New methods for polynomial approximations with correlated inputs

In this post, we introduce a new heuristic in EQ for forming polynomial approximations with input variables that are correlated, the Gram-Schmidt method. In addition, a new method for non-tensorial quadrature—Leja sequences—is also introduced.
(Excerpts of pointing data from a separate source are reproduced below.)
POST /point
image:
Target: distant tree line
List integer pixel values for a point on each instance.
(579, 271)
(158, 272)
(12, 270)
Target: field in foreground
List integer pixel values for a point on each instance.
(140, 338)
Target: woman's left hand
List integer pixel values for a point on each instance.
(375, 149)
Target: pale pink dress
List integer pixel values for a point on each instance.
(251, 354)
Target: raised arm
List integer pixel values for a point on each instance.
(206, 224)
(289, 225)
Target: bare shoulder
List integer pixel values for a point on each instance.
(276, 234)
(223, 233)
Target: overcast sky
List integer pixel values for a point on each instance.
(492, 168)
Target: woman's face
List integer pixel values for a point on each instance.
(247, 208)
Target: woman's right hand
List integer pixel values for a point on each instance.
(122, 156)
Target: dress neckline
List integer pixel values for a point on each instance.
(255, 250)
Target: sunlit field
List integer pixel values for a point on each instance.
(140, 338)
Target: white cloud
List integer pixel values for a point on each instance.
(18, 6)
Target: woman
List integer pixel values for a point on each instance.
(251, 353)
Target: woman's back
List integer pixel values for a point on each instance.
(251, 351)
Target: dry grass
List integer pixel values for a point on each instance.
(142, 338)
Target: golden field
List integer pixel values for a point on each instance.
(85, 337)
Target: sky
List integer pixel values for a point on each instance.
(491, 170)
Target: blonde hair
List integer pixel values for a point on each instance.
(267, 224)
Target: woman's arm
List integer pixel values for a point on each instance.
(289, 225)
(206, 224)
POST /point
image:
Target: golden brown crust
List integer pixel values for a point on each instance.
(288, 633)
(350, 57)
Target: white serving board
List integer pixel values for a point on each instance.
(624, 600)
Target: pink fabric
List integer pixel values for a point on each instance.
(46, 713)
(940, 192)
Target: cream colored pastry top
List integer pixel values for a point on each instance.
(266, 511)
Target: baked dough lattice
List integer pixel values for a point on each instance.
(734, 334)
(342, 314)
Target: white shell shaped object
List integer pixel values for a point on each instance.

Our implementation and exposition is based on the proposal by Jakeman et al. [1], where more theoretical details can be found.

Polynomial approximations for correlated variables

In EQ, polynomial approximations are formed by linear combinations of multivariate orthogonal basis polynomials,

$$
f(\mathbf{x}) \approx \sum_{i=1}^P a_i \Phi_i(\mathbf{x}).
$$

When the input variables are independent from each other, the distribution over the input variables is the product of the marginal distributions,

$$
\omega(\mathbf{s}) = \prod_{j=1}^d \omega_j (x_j) .
$$

For each dimension, a basis of univariate basis polynomials can be found such that

$$
\int \phi^{j}_a (x_j) ; \phi^{j}b (x_j) ; \omega_j(x_j) ; \text{d}x_j = \delta{ab}
$$

i.e. they are orthogonal. The multivariate basis can then be formed from the tensor product of univariate bases. That is, each multivariate basis polynomial can be written as

$$
\Phi_i(\mathbf{x}) = \phi^1_{i1} (x_1) ; \phi^2_{i2} (x_2) ; … ; \phi^d_{id} (x_d).
$$

However, this is not possible when the variables are correlated with each other. An orthogonal basis needs to be constructed in another way. One method is to transform the input variables via the Nataf transform. In this method, we seek the invertible link transformation $T$ between the input variables ($\mathbf{x}$) and a set of uncorrelated standard normally distributed variables ($\mathbf{z}$),

$$
\mathbf{z} = T(\mathbf{x})
$$

Thus, the function to be approximated can be expressed in terms of uncorrelated normal variables, for which an orthogonal polynomial basis can be constructed,

$$
f(\mathbf{x}) = f(T^{-1}(\mathbf{z})) \approx \sum_{i=1}^P a_i \Phi_i(\mathbf{z}).
$$

Assuming that the correlation between variables are linear, solving for the transformation amounts to numerically a set of non-linear equations, which can be solved efficiently via root-finding algorithms. The main challenge with this method is the process of fitting a polynomial to the composite function $f \circ T^{-1}$. Including the inverse transform $T^{-1}$ often introduces strong non-linearities that are difficult to fit using a polynomial.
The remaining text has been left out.